Until relatively recently, Guesde’s name was still well known among the Socialists in the Fédération du Nord. For instance, in the early 1980s it published an educational pamphlet where we can read:
His knowledge of Marxism was rather summary, but he was able to draw out its basic principles and, most importantly, popularise them. Thus, through his texts and his speeches he spread the concepts of the class struggle and the collectivisation of the means of production. He insisted on the need for the organisation of the proletariat. … If through loyalty and selflessness he long remained intransigent, nonetheless he was later able to become an example of the spirit of unity.
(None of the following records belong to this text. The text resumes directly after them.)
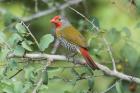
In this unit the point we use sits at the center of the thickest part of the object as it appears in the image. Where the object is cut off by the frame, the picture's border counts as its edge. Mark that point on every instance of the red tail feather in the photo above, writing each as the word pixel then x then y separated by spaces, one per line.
pixel 88 58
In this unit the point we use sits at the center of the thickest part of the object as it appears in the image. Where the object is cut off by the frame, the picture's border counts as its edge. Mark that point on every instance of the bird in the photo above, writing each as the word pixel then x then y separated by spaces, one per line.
pixel 71 39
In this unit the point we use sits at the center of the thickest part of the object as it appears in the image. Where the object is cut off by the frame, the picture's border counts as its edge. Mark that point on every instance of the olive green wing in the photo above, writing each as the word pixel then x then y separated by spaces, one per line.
pixel 73 36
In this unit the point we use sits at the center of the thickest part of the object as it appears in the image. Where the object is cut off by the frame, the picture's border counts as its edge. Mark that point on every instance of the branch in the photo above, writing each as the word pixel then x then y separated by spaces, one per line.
pixel 106 70
pixel 49 60
pixel 51 10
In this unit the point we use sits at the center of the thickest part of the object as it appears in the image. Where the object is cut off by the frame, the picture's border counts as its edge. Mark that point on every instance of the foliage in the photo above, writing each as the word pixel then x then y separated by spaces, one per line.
pixel 118 25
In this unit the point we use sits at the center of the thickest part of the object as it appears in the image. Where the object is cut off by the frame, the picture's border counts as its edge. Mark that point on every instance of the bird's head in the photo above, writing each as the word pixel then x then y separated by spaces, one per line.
pixel 60 22
pixel 57 21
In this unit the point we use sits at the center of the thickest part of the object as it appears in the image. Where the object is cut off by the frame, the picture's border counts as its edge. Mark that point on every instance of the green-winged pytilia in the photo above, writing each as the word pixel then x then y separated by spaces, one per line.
pixel 72 39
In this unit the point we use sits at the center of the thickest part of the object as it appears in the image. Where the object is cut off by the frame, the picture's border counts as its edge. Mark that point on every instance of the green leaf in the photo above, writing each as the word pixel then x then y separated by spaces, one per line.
pixel 18 87
pixel 45 77
pixel 119 87
pixel 9 18
pixel 130 54
pixel 29 73
pixel 113 36
pixel 19 51
pixel 20 28
pixel 74 72
pixel 94 21
pixel 26 45
pixel 14 39
pixel 126 32
pixel 45 41
pixel 90 83
pixel 2 37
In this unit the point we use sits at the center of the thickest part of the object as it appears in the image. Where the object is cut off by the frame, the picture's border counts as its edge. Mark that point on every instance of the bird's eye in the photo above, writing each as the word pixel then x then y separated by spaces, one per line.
pixel 59 19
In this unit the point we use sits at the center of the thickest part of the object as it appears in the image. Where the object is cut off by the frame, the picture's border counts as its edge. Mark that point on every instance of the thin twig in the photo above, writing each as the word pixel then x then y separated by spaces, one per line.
pixel 103 68
pixel 31 34
pixel 38 85
pixel 51 10
pixel 110 87
pixel 110 53
pixel 15 73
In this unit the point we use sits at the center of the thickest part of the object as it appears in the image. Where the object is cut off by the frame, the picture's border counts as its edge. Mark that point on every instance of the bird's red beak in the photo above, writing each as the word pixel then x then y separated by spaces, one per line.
pixel 52 21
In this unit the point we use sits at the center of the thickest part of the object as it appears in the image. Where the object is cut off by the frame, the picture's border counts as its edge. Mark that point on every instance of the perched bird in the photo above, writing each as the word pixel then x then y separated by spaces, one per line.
pixel 72 39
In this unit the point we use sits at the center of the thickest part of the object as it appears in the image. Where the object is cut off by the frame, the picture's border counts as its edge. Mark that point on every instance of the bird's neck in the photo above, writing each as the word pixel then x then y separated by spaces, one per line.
pixel 58 25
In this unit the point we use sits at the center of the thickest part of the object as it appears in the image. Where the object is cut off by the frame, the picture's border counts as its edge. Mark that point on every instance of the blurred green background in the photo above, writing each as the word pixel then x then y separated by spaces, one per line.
pixel 119 23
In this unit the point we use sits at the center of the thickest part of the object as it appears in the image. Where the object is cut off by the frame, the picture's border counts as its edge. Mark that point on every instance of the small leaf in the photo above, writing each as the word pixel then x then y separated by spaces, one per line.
pixel 94 21
pixel 45 77
pixel 45 41
pixel 18 87
pixel 74 72
pixel 126 32
pixel 113 36
pixel 14 39
pixel 2 37
pixel 130 53
pixel 119 87
pixel 19 51
pixel 20 28
pixel 26 45
pixel 137 25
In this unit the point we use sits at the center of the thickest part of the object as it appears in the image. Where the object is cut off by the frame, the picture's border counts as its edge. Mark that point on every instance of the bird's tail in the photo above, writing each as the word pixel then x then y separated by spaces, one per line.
pixel 88 58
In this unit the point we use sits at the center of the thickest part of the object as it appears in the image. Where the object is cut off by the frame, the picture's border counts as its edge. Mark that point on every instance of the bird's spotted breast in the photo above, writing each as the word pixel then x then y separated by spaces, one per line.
pixel 68 45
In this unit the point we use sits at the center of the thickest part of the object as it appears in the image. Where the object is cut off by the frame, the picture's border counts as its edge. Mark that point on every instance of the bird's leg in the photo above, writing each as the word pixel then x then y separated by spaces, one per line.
pixel 72 55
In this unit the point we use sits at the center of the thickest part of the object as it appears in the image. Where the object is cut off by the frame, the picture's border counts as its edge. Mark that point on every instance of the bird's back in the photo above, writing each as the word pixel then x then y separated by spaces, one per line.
pixel 72 35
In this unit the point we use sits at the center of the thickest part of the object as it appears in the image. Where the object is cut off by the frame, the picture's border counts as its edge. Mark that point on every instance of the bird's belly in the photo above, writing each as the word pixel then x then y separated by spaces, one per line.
pixel 68 45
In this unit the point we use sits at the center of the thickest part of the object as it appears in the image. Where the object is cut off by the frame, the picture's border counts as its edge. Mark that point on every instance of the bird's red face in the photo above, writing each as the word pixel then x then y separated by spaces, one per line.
pixel 57 21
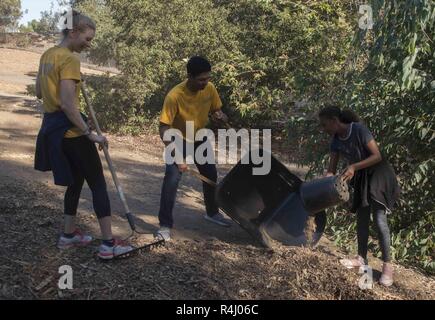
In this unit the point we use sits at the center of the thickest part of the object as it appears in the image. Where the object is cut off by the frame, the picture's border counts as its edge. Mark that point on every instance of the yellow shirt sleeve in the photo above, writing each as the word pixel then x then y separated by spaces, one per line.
pixel 70 69
pixel 169 110
pixel 216 103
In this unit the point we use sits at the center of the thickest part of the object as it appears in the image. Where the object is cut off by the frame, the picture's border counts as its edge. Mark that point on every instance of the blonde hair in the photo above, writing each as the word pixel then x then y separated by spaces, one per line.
pixel 80 22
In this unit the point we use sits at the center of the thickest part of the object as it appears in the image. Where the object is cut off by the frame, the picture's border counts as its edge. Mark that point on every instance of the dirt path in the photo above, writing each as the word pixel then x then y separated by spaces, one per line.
pixel 205 261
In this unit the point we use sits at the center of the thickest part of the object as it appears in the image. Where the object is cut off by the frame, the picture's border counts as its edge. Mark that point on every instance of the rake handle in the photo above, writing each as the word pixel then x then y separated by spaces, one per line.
pixel 201 177
pixel 108 159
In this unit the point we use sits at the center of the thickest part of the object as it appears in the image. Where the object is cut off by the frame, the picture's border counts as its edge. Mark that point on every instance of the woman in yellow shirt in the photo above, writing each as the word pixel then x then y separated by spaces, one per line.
pixel 66 144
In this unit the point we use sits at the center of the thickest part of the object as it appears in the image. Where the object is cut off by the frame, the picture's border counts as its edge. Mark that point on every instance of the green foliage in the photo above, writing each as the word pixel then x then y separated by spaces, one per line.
pixel 10 13
pixel 390 85
pixel 278 61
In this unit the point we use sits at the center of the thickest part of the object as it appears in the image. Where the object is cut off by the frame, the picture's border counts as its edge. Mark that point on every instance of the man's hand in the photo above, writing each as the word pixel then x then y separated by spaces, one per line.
pixel 348 173
pixel 219 116
pixel 182 167
pixel 101 140
pixel 91 124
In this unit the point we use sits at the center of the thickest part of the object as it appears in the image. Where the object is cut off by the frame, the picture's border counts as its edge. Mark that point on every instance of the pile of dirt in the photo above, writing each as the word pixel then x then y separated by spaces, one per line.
pixel 29 224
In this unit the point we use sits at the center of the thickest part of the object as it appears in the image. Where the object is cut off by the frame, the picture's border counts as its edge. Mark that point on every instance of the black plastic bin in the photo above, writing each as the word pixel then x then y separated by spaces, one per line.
pixel 270 207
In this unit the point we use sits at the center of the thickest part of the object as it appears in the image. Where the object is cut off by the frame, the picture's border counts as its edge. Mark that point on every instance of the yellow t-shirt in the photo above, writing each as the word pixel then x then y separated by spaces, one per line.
pixel 183 105
pixel 57 64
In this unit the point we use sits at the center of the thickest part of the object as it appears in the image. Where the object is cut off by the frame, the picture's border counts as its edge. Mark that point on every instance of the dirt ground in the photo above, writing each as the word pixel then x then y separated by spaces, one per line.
pixel 203 262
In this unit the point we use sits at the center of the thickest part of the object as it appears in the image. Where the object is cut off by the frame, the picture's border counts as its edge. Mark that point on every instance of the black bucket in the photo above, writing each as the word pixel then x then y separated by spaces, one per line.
pixel 270 207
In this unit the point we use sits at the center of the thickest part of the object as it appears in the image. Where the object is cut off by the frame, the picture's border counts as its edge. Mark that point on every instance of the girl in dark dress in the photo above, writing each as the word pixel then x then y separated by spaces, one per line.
pixel 373 179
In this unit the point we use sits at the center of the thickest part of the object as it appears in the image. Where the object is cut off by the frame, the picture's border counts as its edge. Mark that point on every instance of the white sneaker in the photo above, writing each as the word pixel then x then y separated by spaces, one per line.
pixel 79 240
pixel 219 219
pixel 119 247
pixel 163 233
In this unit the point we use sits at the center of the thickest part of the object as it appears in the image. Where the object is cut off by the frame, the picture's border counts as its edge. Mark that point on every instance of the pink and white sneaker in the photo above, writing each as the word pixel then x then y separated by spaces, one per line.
pixel 79 240
pixel 119 247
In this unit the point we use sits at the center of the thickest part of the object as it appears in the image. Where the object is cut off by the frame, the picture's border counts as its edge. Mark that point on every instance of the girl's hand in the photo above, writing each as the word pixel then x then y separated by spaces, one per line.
pixel 348 173
pixel 101 140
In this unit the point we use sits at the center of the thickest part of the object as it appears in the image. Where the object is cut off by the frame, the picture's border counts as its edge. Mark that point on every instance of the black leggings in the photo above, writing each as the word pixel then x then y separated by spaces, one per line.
pixel 85 164
pixel 363 221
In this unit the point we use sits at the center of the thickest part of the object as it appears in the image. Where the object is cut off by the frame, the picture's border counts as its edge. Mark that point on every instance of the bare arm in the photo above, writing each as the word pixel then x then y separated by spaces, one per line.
pixel 38 87
pixel 333 161
pixel 374 158
pixel 162 129
pixel 67 104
His lesson is still valuable for our present and our future: we have to be able to cultivate our differences even while carefully preserving our Unity, the foundation of our strength!67
Guesde’s portrait long had pride of place in the corridors of Le Nord’s Socialist Federation. And on rare occasions he was still saluted, or more often, cited, even by socialists of the very highest level—on condition, that is, that he was limited to his regional dimension. Pierre Mauroy, a leading socialist in Le Nord and prime minister in François Mitterrand’s government in 1981, regularly mentioned Guesde, even if he said he ultimately preferred Jaurès. Making no particular commentary on him, the former Rocardian Manuel Valls—a prime minister under François Hollande’s presidency, who could little be suspected of sympathies for Guesde—mentioned him in passing in a March 2016 Fête de la Rose in Wattrelos (within Guesde’s own constituency):
Le Nord is a land of solidarity; that which is born from the test of circumstance. A land of brotherhood; that which is born from great collective achievements. A land which has given the Left great figures: Jules Guesde and Roger Salengro, whose name this hall bears, Léo Lagrange and, of course, Pierre Mauroy!68
It has not been possible to find any other recent occurrence of a nationally important political leader making a similar reference to Guesde.